When “Choice” Itself Hurts the Quality of Life
by Richard Stith
Consistent Life Network board member and Research (non-teaching) Professor of Law
Editor’s note: these ideas are more fully developed in a 2011 paper available for sale, entitled Her Choice, Her Problem: How Having a Choice Can Diminish Family Solidarity.
Here’s a question about “choice” and abortion, assisted suicide, and voluntary euthanasia: Could the very existence of these options have a negative impact on the legally-authorized choosers, no matter what they choose?
Consider that women who refuse legal abortion may be blamed for their choice by boyfriends, families, employers, and others. Infirm or dying people may find family and other caregivers upset by their refusal to agree to assisted suicide, if it’s available as a legal option.
These are the sorts of overlooked consequences of choice that this blog is about.
How Choice Harms the Chooser
Society sometimes limits choice to stop a choice that’s harmful to the chooser. For example, we might not permit people to sell their organs because they might seriously harm themselves by preferring money to health.
But there’s a second kind of harm that could befall voluntary organ sellers, not from what they choose but from their having been able to choose in the first place. Simply because they had a choice, they may lose support among friends, family, and employers.
Compare the plight of someone who needs expensive and time-consuming special care because of an operation forced on her by an illness – say, cancer surgery – with a person having the same health needs resulting from her free and deliberate choice (not extreme economic necessity) to excise and sell part of her body. Cheerfully-given help for the post-surgery care of the voluntary seller will be less forthcoming, for her sad situation will be said to be her own fault.
This is separate from any evaluation of which choices are good and which are bad. If the sale of one’s organs were legal, someone who refused to sell them could also be blamed for her own voluntary impoverishment. (“Don’t ask me for a loan. You could have a lot more money if you wouldn’t insist on keeping both your kidneys!”) She incurs this blame simply because of having a choice. If organ sale had remained illegal, others would have been more sympathetic to her economic needs.
Even if she made a wise choice in not selling a kidney, her having a choice to sell or not to sell may make some people less sympathetic to her financial plight. This has nothing to do with the paternalistic notion that society should intervene to save people from making unwise choices. Here we (society, the law) cause her harm simply by leaving this choice open. She may be blamed by some no matter what she does.
Care for the most vulnerable among us, those at the beginning of life and those who may be nearing the end of life, requires solidarity. Truly single parenting is nearly impossible; the help of others is needed to bear and raise a child, and solidarity with the child is needed as well. Likewise, the afflictions of age and illness are often too much to bear without family or friends standing in solidarity.
Yet autonomous choices are now being proposed for human life in its initial and final stages. Those choices concern the existence of life itself: “Should I choose abortion or birth?” and “Should I choose assisted suicide?”
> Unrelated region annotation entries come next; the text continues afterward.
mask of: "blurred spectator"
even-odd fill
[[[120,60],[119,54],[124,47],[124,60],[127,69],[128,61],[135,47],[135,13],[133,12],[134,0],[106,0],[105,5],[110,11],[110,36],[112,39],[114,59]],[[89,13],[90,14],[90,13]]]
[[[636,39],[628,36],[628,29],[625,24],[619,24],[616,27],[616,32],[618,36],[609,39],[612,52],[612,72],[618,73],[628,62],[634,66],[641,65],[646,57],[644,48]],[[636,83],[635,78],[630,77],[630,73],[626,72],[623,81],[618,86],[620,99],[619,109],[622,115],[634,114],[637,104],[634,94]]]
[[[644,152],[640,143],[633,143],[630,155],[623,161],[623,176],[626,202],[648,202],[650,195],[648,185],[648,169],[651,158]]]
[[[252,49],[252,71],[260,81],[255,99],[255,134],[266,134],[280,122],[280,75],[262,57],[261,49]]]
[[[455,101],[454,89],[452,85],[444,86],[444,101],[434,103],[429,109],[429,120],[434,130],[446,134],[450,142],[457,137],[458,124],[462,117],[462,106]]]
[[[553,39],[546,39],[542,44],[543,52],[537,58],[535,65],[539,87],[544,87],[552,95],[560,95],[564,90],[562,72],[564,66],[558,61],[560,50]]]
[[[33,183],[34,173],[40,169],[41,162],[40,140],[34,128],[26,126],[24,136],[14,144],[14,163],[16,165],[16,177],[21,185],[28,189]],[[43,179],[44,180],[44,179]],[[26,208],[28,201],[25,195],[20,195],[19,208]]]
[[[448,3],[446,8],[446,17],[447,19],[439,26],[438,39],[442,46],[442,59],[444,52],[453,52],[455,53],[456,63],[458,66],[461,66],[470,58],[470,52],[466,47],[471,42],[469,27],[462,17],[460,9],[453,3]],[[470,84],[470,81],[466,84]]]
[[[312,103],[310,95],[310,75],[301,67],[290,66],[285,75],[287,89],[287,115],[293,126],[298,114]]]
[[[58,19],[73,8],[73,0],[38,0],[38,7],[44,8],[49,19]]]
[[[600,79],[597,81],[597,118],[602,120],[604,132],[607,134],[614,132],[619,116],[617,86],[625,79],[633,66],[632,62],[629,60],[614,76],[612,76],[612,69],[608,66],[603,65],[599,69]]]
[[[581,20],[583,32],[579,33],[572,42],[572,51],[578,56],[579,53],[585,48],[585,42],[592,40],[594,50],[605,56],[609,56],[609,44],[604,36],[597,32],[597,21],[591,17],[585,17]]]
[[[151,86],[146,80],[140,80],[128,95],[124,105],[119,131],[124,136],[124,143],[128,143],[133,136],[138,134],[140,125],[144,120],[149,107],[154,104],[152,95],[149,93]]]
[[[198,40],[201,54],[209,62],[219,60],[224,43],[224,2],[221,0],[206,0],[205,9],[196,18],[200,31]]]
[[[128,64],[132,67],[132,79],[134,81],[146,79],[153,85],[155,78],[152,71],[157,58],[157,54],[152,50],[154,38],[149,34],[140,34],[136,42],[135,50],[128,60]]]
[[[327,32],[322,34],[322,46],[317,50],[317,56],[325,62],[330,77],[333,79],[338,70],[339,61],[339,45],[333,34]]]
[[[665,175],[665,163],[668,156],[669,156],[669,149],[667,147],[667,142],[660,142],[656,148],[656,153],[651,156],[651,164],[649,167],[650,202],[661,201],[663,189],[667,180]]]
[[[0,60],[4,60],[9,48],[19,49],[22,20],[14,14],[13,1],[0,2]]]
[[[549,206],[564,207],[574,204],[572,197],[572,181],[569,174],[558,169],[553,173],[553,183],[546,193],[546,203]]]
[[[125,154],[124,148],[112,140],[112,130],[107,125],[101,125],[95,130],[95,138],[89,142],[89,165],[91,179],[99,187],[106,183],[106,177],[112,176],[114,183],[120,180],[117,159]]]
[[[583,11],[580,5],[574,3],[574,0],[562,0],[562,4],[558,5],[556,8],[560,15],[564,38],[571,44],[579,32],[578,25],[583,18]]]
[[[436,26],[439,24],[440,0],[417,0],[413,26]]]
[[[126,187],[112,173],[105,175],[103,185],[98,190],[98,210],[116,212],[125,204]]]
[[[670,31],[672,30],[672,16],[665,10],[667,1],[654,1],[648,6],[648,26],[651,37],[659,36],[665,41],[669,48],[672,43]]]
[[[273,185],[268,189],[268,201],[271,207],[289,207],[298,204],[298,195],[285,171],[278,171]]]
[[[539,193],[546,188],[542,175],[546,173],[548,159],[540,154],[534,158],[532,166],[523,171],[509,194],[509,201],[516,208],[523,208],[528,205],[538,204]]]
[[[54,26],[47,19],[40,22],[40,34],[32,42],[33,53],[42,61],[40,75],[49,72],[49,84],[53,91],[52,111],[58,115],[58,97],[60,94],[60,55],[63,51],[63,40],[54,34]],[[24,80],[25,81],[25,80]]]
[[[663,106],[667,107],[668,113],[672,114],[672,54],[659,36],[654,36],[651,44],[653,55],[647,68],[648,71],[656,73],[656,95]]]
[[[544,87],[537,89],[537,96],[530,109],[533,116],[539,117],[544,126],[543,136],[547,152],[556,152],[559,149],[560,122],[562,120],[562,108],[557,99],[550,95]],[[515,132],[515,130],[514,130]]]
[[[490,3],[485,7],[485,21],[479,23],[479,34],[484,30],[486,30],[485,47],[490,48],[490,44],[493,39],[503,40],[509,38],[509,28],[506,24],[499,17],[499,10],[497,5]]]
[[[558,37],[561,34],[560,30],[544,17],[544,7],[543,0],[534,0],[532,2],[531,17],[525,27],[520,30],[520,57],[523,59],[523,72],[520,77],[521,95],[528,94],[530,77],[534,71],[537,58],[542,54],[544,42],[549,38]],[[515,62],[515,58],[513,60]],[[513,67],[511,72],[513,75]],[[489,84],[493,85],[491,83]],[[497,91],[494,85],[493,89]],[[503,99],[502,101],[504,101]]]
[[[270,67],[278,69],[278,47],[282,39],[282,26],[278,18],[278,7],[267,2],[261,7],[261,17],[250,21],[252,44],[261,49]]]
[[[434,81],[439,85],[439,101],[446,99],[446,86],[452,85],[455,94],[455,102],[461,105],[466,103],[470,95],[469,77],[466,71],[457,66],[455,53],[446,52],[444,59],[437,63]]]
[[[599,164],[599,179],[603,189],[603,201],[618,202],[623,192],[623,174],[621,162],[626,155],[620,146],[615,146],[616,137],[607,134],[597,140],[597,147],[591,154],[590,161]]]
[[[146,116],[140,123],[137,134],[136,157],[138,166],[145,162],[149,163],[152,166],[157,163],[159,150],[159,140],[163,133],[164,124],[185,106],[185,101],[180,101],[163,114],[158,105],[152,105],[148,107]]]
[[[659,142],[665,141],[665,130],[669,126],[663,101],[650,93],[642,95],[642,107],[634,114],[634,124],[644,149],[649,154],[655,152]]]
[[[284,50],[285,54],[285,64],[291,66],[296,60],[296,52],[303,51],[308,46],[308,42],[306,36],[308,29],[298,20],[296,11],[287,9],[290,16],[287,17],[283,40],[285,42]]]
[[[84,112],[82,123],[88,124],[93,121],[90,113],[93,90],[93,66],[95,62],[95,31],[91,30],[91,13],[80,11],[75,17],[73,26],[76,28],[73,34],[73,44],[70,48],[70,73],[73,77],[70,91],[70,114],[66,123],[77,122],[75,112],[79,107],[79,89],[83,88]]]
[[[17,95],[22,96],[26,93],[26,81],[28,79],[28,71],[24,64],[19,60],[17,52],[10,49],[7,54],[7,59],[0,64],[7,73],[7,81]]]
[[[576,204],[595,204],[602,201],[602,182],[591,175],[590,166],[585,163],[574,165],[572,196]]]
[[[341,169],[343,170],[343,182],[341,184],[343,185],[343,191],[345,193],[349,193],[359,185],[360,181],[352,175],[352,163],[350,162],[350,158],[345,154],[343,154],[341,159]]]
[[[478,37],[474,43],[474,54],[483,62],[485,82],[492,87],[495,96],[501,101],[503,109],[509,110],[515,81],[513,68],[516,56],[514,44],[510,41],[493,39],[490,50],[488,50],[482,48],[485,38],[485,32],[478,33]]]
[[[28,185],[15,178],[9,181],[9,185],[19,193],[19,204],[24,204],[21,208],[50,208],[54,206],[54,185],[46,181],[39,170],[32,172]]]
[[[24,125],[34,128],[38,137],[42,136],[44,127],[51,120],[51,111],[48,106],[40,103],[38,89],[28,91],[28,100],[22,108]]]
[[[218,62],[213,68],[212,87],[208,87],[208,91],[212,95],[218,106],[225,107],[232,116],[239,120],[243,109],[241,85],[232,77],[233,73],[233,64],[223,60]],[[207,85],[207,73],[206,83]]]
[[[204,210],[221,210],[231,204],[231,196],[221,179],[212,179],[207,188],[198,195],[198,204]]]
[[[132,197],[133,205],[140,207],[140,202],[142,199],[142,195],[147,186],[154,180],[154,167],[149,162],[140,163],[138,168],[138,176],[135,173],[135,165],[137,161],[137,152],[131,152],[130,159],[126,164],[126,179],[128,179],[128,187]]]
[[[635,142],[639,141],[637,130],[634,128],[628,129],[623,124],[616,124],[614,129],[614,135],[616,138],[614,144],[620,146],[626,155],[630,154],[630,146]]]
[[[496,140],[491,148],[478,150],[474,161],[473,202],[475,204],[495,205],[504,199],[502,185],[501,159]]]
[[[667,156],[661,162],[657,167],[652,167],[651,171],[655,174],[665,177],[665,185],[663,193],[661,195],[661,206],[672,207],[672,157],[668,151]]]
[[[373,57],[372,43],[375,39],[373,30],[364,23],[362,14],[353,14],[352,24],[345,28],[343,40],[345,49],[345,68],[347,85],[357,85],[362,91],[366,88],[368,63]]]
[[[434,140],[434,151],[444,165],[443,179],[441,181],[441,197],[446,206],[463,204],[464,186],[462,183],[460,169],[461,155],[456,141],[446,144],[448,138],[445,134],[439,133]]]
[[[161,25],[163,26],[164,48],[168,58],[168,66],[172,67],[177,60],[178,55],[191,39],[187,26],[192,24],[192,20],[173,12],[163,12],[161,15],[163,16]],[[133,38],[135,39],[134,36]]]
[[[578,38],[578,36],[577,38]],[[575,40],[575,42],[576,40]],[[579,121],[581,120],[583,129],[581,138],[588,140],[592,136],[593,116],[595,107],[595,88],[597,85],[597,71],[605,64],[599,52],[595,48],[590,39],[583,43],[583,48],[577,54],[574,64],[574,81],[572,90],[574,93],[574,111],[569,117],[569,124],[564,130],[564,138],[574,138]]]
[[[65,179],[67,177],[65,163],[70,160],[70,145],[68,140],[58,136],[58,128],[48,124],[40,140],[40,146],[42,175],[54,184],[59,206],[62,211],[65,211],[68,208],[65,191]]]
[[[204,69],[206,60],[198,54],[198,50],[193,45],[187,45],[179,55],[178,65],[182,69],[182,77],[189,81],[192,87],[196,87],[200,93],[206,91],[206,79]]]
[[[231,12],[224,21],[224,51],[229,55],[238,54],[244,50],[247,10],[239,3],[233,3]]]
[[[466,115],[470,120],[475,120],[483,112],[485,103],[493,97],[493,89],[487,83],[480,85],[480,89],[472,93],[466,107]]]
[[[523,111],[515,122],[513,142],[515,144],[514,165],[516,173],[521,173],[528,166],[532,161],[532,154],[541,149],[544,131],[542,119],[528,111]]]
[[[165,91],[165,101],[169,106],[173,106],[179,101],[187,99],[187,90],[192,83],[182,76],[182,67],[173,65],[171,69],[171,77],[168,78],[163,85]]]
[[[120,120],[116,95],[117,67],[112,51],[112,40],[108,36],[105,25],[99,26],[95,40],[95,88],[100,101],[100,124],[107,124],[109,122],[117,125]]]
But the ability to choose – to undergo or to refuse abortion or suicide – may isolate the chooser. It may leave her without the solidarity she needs to implement her choices. That undercuts real autonomy.
Throughout human history, children have been known to be the consequence of sexual relations between men and women. Both sexes knew they were equally responsible for their children. Contraception didn’t change this; it makes fertilization and birth less likely, but mother and father are still equally responsible if fertilization and birth nevertheless occur.
Elective abortion changes everything. Abortion absolutely prevents the birth of a child. A woman’s free choice for or against abortion breaks the causal link between conception and birth. It matters little what or who caused conception. It matters little that the man involved may have insisted on having unprotected intercourse when the woman didn’t want it. It is she and she alone who finally decides whether the child is to be born.
A grandmother’s “right” to assisted suicide or voluntary euthanasia means that she has been given a way out. So her suffering seems no longer to call for as much family compassion or social support. In choosing to continue living in great dependency, a grandmother may be felt to be deeply selfish, preferring to benefit herself at a heavy cost to her family.
Similarly, social policy planners may reason that the option of voluntary death diminishes any public duty to regulate toxic industries, or to secure health insurance benefits, to decrease the risk of suffering. Even if governmental acts or omissions cause suffering, it may be thought, no duty of solidarity arises where the victim has refused an accessible option of suicide.
How Choice Harms the Life Chosen
Here’s another question: can a life chosen as an option ever have the dignity of a life simply accepted? Does a child a mother once chose not to abort suffer from her having been able to choose otherwise? Does the severely disabled but suicide-rejecting person suffer from having an existence that needs to be justified? Does making choice possible bring a profound change to our perception of the life that is made optional?
Choosing to let a being live confirms a radical domination over that being, like the upraised thumb of a Roman emperor in the Coliseum – when thumbs-down was always possible.
That makes the chooser – and others – less likely to respect the object of choice.
Even if someone ends up being evaluated so highly that one would never choose her death, when an evaluation was required rather than the person simply being accepted for who she is, something very valuable has been lost.